18/02/2007

Sguardi

Sguardi

   

Chissà perché ogni volta che salgo nella metro ho subito addosso gli occhi di qualche stronzo che crede di intimorirmi con il suo sguardo, come quel bestione con la camicia a quadroni seduto di fronte a me. E va bene brutto figlio di puttana, vediamo chi è che comanda qui dentro, vediamo se riesci a reggere il mio sguardo truce da vero duro e vediamo se…se… 

Lo sapevo, finisce sempre che abbasso io per prima lo sguardo. Ma in fondo chi se ne frega, ho di meglio da fare, io. 

Ecco; per esempio c’è quel bel disegno sul linoleum del pavimento da guardare, con tutti quei colori accesi e quelle sfumature intriganti, poi ci sono le casette e gli alberelli. Ma mentre cerco di focalizzare il disegno all’improvviso due anfibi misura quarantacinque pianta larga coprono per intero il disegno, con il cuore in gola alzo pian piano lo sguardo verso il proprietario di quei motoscafi. 

E lui, il bestione con la camicia a quadroni che mi guarda con aria schifata come per rimarcare la mia mancanza di palle, e prima di scendere alla fermata mi mostra un mezzo sorriso sprezzante e tagliente che da il colpo di grazia alla mia autostima. Lo so, sono sempre stato un vigliacco, uno che non ha mai avuto la forza di guardare negli occhi le persone. Da bambino mia madre mi diceva sempre di non guardare mai negli occhi le persone perché non sta bene, che dovevo tirare dritto e non dare confidenza, che a volte anche lo sguardo uccide.

Come capitò a suo fratello che per guardare negli occhi un balordo si beccò una coltellata nel cuore. 

Così sono cresciuto adattandomi a tutte le sue fobie, ed ora che sono adulto non riesco più a liberarmene. 

Mentre mi deprimo dietro ai miei ricordi non m’accorgo della brunetta che s’è messa a sedere al posto lasciato vuoto dal bestione, ha lunghi capelli color corvino sotto i quali spuntano un ovale leggero e delicato e due occhi color smeraldo che brillano di una strana luce. Sulla pesante borsa a tracolla è appoggiato un lungo bastone d’alluminio sagomato. O.K. ragazza, ora tocca a te affrontare il mio devastante sguardo, ti farò pentire di essere salita su questo treno e non avrò pietà di te. La guardo incessantemente comunicandole tutto il mio odio, ma lei sembra non accorgersene, anzi, mi guarda con una espressione persa, come se la sua mente fosse altrove e, cosa ancora più stupefacente, non sento il desiderio di abbassare lo sguardo. Col passare del tempo la mia rabbia si affievolisce mentre la mia curiosità nei suoi confronti cresce. Ci alziamo insieme per scendere alla stessa fermata in una strana sintonia, lei si avvicina alla porta incespicando e muovendo il bastone continuamente. 

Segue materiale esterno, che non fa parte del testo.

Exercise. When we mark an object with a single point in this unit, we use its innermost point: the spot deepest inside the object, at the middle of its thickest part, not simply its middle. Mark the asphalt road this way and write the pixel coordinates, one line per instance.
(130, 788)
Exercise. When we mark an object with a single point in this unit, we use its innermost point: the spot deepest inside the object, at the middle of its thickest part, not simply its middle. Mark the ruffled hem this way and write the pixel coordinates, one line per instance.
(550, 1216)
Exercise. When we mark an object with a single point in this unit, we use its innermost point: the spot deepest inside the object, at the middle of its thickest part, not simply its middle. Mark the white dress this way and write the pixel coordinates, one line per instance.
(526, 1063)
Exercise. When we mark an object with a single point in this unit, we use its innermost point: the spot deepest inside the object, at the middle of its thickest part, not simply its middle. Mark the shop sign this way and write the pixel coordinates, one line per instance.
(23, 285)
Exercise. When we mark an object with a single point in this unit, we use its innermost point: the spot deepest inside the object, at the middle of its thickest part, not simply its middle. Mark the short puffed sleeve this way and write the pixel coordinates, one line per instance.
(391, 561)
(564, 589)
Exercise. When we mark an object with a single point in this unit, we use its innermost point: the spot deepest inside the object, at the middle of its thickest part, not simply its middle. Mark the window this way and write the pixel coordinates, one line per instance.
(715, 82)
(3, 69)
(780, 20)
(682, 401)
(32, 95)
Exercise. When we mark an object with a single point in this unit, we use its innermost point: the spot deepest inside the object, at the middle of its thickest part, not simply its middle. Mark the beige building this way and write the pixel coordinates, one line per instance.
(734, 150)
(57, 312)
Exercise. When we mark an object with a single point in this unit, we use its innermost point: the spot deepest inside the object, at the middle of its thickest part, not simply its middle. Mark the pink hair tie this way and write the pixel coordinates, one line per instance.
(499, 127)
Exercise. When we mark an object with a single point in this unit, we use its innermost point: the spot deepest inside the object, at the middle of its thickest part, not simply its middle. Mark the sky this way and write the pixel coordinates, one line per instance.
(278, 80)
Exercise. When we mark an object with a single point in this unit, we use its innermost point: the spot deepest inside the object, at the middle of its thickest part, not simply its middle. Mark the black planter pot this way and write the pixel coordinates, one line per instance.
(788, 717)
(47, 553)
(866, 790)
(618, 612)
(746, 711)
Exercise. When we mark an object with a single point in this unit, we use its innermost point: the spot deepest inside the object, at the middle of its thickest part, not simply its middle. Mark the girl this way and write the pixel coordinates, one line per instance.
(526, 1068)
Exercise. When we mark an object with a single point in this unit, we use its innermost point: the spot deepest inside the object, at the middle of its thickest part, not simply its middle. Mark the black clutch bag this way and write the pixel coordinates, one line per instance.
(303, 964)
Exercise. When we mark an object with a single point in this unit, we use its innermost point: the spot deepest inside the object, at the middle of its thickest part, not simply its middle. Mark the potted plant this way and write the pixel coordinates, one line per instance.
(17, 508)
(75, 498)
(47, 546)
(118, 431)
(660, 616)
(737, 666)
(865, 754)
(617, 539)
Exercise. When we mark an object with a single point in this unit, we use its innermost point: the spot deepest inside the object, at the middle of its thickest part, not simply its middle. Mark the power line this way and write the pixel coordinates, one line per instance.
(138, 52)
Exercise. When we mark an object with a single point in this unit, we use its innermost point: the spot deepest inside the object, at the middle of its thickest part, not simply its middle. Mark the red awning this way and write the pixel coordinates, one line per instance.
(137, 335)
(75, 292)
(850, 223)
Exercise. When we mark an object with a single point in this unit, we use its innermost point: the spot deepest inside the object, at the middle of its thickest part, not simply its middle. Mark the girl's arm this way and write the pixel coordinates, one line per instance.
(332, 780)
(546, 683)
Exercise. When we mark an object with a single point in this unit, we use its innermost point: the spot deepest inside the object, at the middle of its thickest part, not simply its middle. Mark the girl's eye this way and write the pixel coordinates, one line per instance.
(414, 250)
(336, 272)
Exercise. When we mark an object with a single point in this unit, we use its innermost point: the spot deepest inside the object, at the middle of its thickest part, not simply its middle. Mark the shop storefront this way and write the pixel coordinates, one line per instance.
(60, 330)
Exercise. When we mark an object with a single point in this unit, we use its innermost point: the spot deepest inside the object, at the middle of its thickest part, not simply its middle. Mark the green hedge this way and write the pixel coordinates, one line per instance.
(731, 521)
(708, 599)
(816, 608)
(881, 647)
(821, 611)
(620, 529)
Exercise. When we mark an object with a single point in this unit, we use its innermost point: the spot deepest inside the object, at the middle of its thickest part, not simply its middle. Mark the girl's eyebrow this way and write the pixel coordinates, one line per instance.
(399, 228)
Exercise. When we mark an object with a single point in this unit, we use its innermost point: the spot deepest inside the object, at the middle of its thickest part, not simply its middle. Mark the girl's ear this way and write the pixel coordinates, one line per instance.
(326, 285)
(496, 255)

Come solo una cieca sa fare; alla fine riesco a rendermene conto.

Mi offro di aiutarla per farla scendere e lei accetta, mentre ci avviamo all’uscita mi dice  di aver avvertito il mio odio ma che non se n’era preoccupata, aveva percepito che era solo una facciata, una argine distorto messo a guardia delle mie nevrosi. Io le rispondo che certe persone probabilmente sanno vedere oltre i propri occhi e aldilà delle facciate che ci creiamo.

Glielo dico come per farle un complimento ma alla fine sotto sotto comincio a crederci anch’io.